Le monde actuel peut se montrer violent dans les rapports entre les hommes. Le sort fait aux animaux en est-il oublié?
Oui, c’est possible, et c’est une démarche compréhensible et légitime que de se demander quels sont les problèmes qui génèrent le plus de malheur et de souffrance, et de s’interroger sur comment y remédier.
À ce sujet, en primaire et désormais en secondaire, il existe depuis peu des cours d’enseignement moral et civique (EMC) qui amènent les élèves à réfléchir aux valeurs de liberté, de respect, de tolérance, de responsabilité, d’engagement, etc.
Les programmes sont larges: ils embrassent, par exemple, les questions de la faim dans le monde, du racisme, de l’égalité des sexes, de la liberté d’expression, des guerres, du fonctionnement de la justice…: autant de questions éthiques qui traversent la société. Dans ce cadre, plusieurs manuels pour l’enseignement développent des chapitres sur la défense des animaux, qui est un thème bien identifié comme une manière parmi d’autres de travailler sur le respect, la considération pour autrui et la solidarité.
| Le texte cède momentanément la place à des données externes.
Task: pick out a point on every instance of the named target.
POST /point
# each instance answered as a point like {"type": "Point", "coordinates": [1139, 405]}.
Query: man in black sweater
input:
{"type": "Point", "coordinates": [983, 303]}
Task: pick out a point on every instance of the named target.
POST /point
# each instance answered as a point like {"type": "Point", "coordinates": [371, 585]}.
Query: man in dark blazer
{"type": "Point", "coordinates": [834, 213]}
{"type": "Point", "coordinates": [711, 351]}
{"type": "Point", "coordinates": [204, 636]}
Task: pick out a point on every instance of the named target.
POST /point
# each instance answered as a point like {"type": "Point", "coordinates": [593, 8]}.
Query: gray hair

La sensibilité des animaux nous place ainsi devant une responsabilité à laquelle nous sommes amenés à réfléchir collectivement. On a d’ailleurs vu la question animale surgir dans l’un des sujets de philosophie du Bac L en 2015, «Respecter tout être vivant, est-ce un devoir moral?». Voilà une excellente question, que l’on peut vraiment se poser à tout âge, de 7 à 77 ans.